Tarım ve Orman Bakanı Bekir Pakdemirli, İspanya’dan ithal edilerek Türkiye’ye giren sahte sağlık sertifikalı 3 bin civarında hayvanla ilgili açıklamada bulundu önceki günlerde; bilmiyorum, izlediniz ya da okudunuz mu?..
Bir hayvancılık şirketi tarafından İspanya’daki bir başka şirket aracılığıyla getirilip 5 Temmuz’da İskenderun limanından Türkiye’ye girişi yapılmış besilik danaların İspanya’ya salgın hastalık nedeniyle yasaklı olduğu bir bölgeden geldiği ve veteriner sağlık sertifikalarının da sahte olduğu anlaşılmış.
Skandal niteliğindeki gelişmeyi CHP Manisa Milletvekili Vehbi Bakırlıoğlu TBMM gündemine de taşıdı.
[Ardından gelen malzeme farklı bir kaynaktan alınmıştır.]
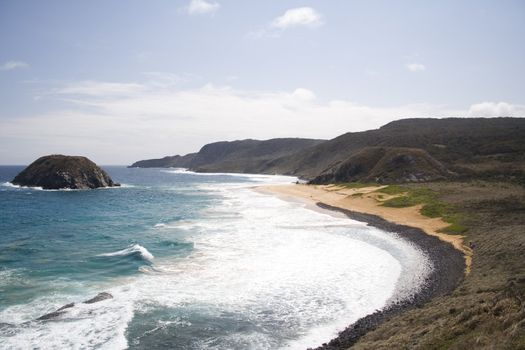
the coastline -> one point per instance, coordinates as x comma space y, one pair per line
449, 263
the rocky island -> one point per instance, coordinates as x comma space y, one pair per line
63, 172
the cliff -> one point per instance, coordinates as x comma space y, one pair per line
59, 171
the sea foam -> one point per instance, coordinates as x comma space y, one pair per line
135, 249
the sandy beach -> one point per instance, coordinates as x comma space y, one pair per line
449, 257
366, 200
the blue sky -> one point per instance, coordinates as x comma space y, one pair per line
119, 81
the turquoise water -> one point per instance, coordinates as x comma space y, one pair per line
193, 262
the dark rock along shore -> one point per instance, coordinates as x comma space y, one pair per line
448, 271
58, 171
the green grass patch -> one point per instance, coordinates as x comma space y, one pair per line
357, 184
432, 207
392, 190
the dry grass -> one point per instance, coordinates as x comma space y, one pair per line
487, 310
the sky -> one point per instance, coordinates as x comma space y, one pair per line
120, 81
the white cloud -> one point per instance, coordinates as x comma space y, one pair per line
102, 89
303, 94
301, 16
104, 120
10, 65
496, 109
416, 67
201, 7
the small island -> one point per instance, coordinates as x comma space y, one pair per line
63, 172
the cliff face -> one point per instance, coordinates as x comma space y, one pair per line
59, 172
166, 162
243, 156
408, 150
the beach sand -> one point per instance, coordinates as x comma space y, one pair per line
366, 200
446, 253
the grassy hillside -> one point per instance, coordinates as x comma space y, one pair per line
409, 150
487, 309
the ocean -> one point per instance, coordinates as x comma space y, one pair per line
193, 261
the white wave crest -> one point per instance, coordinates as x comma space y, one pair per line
133, 249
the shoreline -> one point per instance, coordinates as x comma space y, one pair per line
449, 265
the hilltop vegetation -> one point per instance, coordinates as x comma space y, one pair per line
409, 150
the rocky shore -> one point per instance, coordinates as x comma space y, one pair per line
448, 271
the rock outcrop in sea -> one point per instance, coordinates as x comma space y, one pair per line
63, 172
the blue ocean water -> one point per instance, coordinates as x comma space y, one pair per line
193, 261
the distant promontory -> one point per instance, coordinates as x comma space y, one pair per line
63, 172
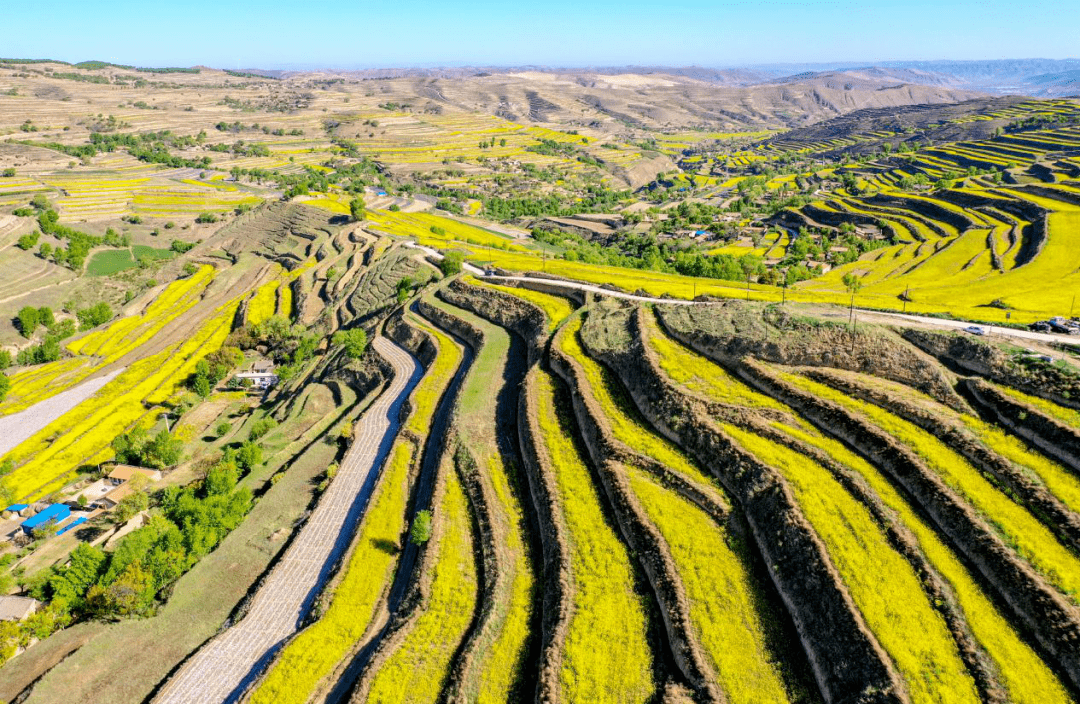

Hayvanlar Lübnan’a gitmekteyken Türkiye’ye sokulmuş.
Tabii sebep ortada: Kurban Bayramı yaklaşıyor ve necip milletimiz kurban kesecek!..
Ama yine malûm olduğu üzere bu necip milletin topraklarında hayvancılık hanidir mafiş.
İnsanlığın en kadim yaşam biçimlerinden olan konar-göçerliğin beşiği ve kekik diyarı Anadolu’da et üretimi sıfır. Ne yaylacılık (yerleşik hayvancılık), ne de “yörüklük” (göçebe hayvancılık) artık bu toprakların bir yaşam zenginliği…
O yüzden belli ki Kurban Bayramı yaklaşırken bir telaştır almış başını gitmiş ve 81 milyona dinin emrini yerine getirmek üzere kurbanlık lazım ya, çaresiz kefereden kurban medeti umar hale gelmişiz.
Tabii bu arada da işte binlerce hasta ve biçare hayvanı ne yapacaklarını bilemeyen namussuzlar bizim bu telaşı fırsata çevirivermişler!..
***
Ama asıl üzerinde durmak istediğim konu başka.
Benim dert ettiğim, ne sadece bizim bu topraklarla sınırlı bir mesele ne de bir din-diyanet ve İslamiyet meselesi.
Mesele, insaniyet ve “insaniyat” (antropoloji) meselesi.
İnsan ve hayvan ilişkisi üzerinden düşünülmesi, daha doğrusu “insan” denen hayvanın doğa ile sorunlu ilişkisi doğrultusunda tartışmaya açılması gereken bir mesele bence karşımızdaki…
Bunun için Bakan Pakdemirli’nin konuya ilişkin kamuoyunu aydınlatmaya yönelik söylediklerine biraz daha yakından bakmamız gerekiyor. Şöyle diyor o:
“Hayvanlara el koyduk. Hayvanlar karantina altında, her türlü kan alındı. Hiçbir sıkıntı yok, karantina süresi devam ediyor. Karantinada Dünya Hayvan Sağlığı Örgütü 21 gün süre veriyor. Bu 21 gün süre içerisinde siz karantina tedbirlerini alıyorsunuz ve sağlıklıysa hayvanları Türkiye'ye ithal edip millileştiriyorsunuz, sağlıklı değilse de itlaf ediyorsunuz. Normal şartlarda İspanya'dan alınarak Lübnan için yola çıkmış ama evrakta bir sahtekarlık yapılarak Türkiye'ye sokulmak istenmiş.”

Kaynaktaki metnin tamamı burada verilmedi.